Il partito di opposizione del Bangladesh, il Bangladesh Nationalist Party (BNP), ha vinto venerdì le elezioni parlamentari con una vittoria schiacciante, tornando al potere dopo quasi due decenni e consentendo al suo leader Tarique Rahman di diventare primo ministro, mentre il Paese sta uscendo da mesi di disordini e crisi economica.
Rahman, figlio dell’ex premier Khaleda Zia e dell’ex presidente assassinato Ziaur Rahman, dovrà affrontare sfide immediate per ripristinare la stabilità politica, rilanciare la fiducia degli investitori e ricostruire le industrie chiave - compreso il settore dell’abbigliamento - dopo il prolungato periodo di turbolenze seguito al crollo del governo dell’ex premier Sheikh Hasina nel 2024. Da allora è in carica un governo provvisorio guidato dal Premio Nobel Muhammad Yunus.
Il conteggio ufficiale del voto, considerato il primo vero scrutinio completo degli ultimi anni nella nazione, ha assegnato al BNP e ai suoi alleati almeno 212 dei 299 seggi in palio, secondo quanto riferito dalla Commissione elettorale. Il partito di opposizione Jamaat-e-Islami e i suoi alleati hanno ottenuto 77 seggi nel Jatiya Sangsad, o Camera della Nazione.

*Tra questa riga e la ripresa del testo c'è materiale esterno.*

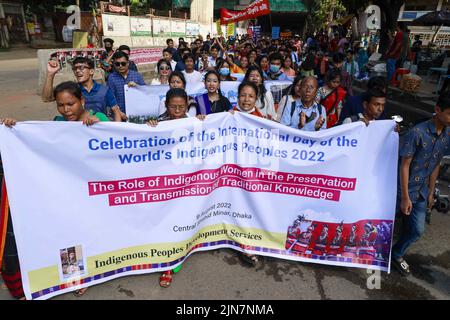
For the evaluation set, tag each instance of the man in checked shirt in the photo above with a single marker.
(421, 154)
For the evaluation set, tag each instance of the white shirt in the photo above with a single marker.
(212, 61)
(193, 77)
(173, 64)
(269, 106)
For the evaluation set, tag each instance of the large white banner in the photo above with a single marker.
(141, 27)
(178, 28)
(161, 27)
(90, 204)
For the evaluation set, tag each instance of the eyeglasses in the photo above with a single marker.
(177, 107)
(81, 68)
(306, 88)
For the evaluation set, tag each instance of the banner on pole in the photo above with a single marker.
(275, 33)
(145, 102)
(119, 199)
(255, 9)
(231, 29)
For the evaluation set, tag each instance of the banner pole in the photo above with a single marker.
(270, 18)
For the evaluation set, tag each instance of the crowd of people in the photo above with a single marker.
(322, 70)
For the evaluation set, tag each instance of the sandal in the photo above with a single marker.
(250, 259)
(166, 279)
(402, 267)
(80, 292)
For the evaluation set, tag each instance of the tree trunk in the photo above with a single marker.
(390, 10)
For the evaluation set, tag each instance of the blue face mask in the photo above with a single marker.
(274, 68)
(224, 71)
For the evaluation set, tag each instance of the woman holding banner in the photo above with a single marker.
(164, 70)
(70, 104)
(265, 102)
(177, 80)
(332, 96)
(247, 98)
(213, 101)
(177, 107)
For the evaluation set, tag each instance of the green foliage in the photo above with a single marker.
(321, 11)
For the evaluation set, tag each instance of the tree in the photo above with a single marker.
(327, 10)
(390, 9)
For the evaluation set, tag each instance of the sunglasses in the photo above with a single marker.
(81, 68)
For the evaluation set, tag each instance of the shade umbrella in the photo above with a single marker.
(435, 18)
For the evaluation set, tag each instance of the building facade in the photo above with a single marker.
(413, 9)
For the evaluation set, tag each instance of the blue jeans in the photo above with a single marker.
(390, 68)
(413, 228)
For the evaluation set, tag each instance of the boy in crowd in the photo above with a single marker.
(99, 98)
(421, 154)
(354, 105)
(275, 73)
(122, 76)
(373, 102)
(126, 49)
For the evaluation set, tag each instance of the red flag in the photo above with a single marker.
(256, 9)
(113, 8)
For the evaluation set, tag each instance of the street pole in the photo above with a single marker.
(270, 19)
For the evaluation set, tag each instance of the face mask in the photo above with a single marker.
(274, 68)
(224, 71)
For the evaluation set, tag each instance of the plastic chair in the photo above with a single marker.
(399, 72)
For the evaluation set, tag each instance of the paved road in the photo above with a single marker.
(220, 274)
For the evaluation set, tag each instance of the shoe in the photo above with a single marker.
(166, 279)
(80, 292)
(402, 267)
(250, 259)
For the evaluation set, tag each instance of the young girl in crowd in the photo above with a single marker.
(177, 106)
(247, 97)
(265, 101)
(213, 101)
(70, 104)
(332, 97)
(263, 63)
(177, 80)
(190, 74)
(223, 68)
(287, 67)
(164, 70)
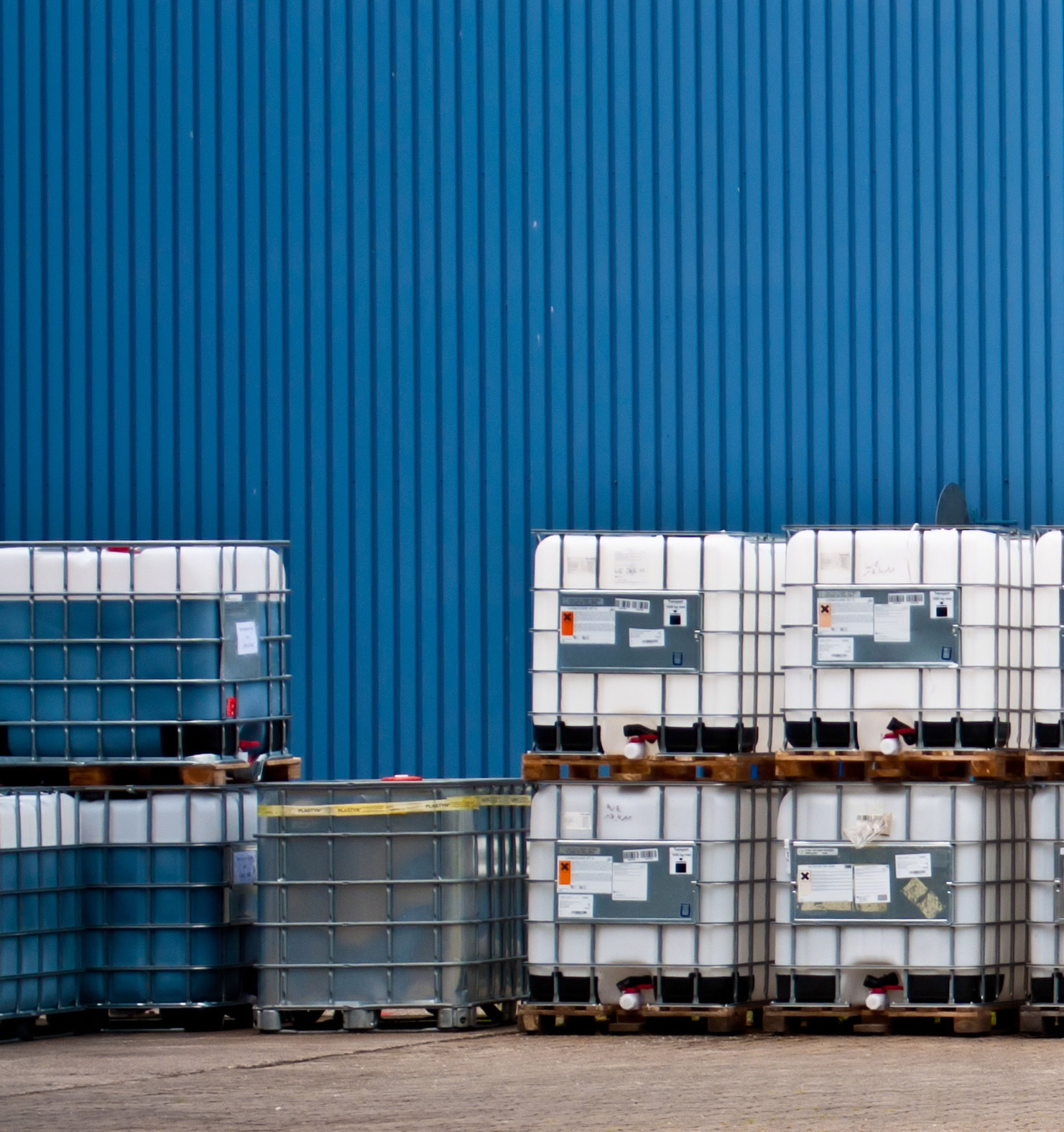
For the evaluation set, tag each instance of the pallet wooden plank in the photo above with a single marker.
(962, 1020)
(549, 768)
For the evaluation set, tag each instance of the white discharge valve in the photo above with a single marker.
(639, 738)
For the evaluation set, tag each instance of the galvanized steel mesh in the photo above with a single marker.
(377, 894)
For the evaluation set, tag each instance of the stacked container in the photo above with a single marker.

Il vincitore invita i connazionali a moderazione e preghiera
Rahman, 60 anni, non ha ancora rilasciato dichiarazioni, anche se sono passate più di 12 ore da quando si è delineato il trend favorevole al suo partito, ma il BNP ha chiesto alla popolazione di astenersi da grandi festeggiamenti e di offrire invece preghiere speciali venerdì.
Tarique Rahman ha trascorso 17 anni in esilio volontario, ma era pronto a diventare primo ministro del Bangladesh, seguendo le orme di sua madre, l’ex prima ministra Khalida Zia. Il politico del BNP era tornato da Londra in dicembre in un Paese in subbuglio, ma solo pochi giorni dopo il ritorno, sua madre è morta dopo una lunga malattia.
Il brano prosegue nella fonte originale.